Everyone knows the devil's on the road. He speeds and rages and drinks and even shoots. But the weekend before last, when a bad alternator stranded Christi Ryburn in northern Minnesota with four children, only angels appeared.
The angels spirited the family home 300 miles to Apple Valley on wings of kindness."I'm left feeling that I was supposed to meet all these people," said Ryburn, 28. She also felt she was supposed to share her story, to reassure other travelers that the Good Samaritan lives.
Retired paper mill worker Garnet Tate and his wife, Sheila, were at Hardees in International Falls, Minn., when Ryburn's 1994 Saturn died in the parking lot.
Ryburn was with her 2-year-old daughter, 3-month-old son and her two brothers, ages 8 and 11. (Ryburn is the oldest of 11 siblings, one of whom lives in International Falls.)
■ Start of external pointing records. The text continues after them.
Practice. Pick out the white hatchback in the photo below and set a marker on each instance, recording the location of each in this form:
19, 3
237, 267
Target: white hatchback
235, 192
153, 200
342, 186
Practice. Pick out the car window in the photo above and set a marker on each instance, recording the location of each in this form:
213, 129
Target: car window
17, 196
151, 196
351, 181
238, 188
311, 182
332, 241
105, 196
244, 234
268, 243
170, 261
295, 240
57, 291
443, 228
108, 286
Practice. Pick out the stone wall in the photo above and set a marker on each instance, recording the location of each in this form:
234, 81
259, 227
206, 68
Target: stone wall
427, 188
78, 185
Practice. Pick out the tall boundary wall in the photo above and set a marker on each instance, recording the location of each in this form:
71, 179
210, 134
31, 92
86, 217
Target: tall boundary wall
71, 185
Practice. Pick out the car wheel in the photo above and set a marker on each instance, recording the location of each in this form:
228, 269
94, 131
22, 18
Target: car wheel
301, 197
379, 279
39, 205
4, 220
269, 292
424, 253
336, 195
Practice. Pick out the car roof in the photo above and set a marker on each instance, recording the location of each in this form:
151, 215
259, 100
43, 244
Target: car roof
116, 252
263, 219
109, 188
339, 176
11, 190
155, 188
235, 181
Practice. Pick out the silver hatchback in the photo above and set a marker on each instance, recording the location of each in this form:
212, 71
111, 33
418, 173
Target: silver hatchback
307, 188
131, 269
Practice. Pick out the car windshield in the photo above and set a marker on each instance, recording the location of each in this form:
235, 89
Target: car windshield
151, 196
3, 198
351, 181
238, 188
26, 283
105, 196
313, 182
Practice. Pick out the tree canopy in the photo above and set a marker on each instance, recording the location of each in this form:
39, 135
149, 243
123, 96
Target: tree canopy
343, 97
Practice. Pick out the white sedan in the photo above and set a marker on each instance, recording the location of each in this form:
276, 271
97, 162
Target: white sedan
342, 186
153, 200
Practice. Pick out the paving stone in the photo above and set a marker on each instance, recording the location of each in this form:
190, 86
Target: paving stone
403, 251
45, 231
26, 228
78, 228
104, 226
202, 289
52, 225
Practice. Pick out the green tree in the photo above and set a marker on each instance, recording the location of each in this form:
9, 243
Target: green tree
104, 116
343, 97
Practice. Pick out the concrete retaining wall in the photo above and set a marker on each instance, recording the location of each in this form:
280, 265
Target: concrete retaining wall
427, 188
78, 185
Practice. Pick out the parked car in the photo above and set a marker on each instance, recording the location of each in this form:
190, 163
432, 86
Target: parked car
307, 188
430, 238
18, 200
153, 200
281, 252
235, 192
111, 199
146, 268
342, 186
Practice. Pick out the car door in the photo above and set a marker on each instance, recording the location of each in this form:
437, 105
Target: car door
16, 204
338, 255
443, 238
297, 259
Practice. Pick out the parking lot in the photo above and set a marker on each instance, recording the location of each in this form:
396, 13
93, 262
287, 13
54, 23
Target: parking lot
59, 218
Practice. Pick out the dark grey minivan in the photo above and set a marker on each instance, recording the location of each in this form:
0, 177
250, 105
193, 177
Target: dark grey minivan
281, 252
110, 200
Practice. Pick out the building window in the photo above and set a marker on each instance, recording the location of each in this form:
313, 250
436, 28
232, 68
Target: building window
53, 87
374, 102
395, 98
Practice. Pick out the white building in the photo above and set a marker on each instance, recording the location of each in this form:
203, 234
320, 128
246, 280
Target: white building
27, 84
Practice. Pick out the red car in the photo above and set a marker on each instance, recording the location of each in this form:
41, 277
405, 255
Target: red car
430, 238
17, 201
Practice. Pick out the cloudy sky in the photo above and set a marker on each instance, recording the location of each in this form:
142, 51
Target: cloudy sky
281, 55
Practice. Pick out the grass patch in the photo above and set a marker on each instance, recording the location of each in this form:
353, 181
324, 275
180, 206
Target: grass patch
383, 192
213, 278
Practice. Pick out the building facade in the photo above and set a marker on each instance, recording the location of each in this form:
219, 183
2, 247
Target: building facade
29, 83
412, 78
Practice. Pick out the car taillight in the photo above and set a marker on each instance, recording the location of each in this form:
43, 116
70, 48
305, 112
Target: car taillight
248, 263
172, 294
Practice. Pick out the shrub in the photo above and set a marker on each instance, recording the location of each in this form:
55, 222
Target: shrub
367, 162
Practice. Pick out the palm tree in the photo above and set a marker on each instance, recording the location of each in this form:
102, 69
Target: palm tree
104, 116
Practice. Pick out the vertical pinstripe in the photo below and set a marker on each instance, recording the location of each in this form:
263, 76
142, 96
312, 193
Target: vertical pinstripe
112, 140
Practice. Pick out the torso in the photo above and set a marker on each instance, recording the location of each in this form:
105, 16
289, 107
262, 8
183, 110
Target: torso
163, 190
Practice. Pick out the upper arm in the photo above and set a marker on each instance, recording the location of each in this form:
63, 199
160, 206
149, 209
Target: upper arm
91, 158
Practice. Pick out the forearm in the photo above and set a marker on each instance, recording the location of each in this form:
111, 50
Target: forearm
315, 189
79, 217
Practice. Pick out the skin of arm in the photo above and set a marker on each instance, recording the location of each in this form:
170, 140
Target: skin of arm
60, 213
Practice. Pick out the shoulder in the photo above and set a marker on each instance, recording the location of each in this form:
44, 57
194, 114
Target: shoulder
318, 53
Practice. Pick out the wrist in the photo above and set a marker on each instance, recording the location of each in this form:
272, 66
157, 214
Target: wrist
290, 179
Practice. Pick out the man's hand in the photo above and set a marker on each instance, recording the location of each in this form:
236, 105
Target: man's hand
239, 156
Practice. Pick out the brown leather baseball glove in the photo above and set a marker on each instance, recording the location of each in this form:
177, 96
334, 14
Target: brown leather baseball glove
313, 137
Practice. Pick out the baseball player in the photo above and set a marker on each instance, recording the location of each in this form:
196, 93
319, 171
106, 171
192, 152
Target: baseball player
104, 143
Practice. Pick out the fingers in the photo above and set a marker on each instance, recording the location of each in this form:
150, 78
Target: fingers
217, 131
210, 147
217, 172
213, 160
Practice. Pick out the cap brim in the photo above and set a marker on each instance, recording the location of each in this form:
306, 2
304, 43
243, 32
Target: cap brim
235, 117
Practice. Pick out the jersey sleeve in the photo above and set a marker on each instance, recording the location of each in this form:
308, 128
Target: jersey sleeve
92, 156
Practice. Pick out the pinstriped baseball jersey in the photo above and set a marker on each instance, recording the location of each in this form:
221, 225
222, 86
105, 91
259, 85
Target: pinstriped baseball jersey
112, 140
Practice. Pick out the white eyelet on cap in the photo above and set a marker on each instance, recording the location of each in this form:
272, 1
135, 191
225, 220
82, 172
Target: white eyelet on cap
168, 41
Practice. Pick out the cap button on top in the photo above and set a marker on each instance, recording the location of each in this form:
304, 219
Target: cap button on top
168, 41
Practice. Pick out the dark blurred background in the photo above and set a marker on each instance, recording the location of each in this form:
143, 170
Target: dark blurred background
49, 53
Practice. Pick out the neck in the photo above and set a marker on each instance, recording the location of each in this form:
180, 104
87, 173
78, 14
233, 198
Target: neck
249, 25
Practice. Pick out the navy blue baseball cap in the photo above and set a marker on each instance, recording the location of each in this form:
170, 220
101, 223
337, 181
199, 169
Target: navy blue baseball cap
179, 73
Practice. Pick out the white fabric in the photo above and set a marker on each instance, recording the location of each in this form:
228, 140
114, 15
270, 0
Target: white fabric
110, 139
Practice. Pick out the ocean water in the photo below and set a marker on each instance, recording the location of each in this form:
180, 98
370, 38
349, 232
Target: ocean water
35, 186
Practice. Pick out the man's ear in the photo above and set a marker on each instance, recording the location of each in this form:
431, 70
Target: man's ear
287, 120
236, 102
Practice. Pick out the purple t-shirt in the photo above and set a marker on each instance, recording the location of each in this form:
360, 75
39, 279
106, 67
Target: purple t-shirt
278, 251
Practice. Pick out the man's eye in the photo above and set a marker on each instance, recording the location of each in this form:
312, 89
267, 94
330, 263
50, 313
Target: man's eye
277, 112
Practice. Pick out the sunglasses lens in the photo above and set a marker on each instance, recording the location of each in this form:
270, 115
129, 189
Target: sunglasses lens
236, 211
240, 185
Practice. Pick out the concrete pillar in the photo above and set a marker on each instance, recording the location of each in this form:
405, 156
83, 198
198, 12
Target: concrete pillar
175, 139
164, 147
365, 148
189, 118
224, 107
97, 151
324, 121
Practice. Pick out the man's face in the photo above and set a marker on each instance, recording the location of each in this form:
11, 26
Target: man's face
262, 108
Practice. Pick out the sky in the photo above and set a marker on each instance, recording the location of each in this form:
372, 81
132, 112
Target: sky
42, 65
Garnet Tate dispensed with lunch, drove home for some tools, came back and went to work. He drove Ryburn to Kmart to buy a new battery.
Sheila Tate said her husband never passes a stranded person: "He just tells them to help someone else sometime."
Coming home Saturday, Ryburn's car made it as far as the little town of Cook, Minn., before dying again, its alternator kaput.
There, they met Nick Shermer and Lars Koski, a couple of 18-year-olds. Koski and five girls were waiting for Nick to close the Riverfront Oil Co.
But Shermer dropped his broom and called every car dealer within 50 miles. None had an alternator. No luck finding a rental car, either. Meanwhile, Ryburn couldn't reach her husband, Chad, and other relatives.
Ryburn's brother, 8-year-old Mark, asked what would happen if he missed his first communion the next day.
Shermer heard that and made up his mind. "We have these battery booster packs," he said. "I figured each boost would give her 30 minutes. I said Lars and I would follow her home."
Ryburn burst into tears. "I said, `I can't even believe you're offering that. You guys have plans for tonight.' And Nick said, `Not anymore.' "
Four hours and 230 miles later, the two-car caravan pulled into Ryburn's driveway. The young men declined to stay; Koski had promised to watch his brother's kids in the morning.
A grateful Chad Ryburn bought them burgers, gassed up their car and pointed them back to Cook. Before going to sleep, Christi Ryburn's little brothers prayed for their new friends Nick and Lars.
It was nearly dawn when the two got home. "He knew he had done something right, and he was feeling good about himself," said Karen Shermer, Nick's mother.
Though Christi Ryburn insisted on paying the garage $125, the two teenagers would have seen them home for nothing, she said. She shared her story in a letter she sent Tuesday to the editor of the Cook News-Herald.
"If someone showed up at our door, my first thought wouldn't be to offer to drive them to Des Moines," she said. "You hear so many bad things about people today. Well, I'm here to tell you that some people out there are angels."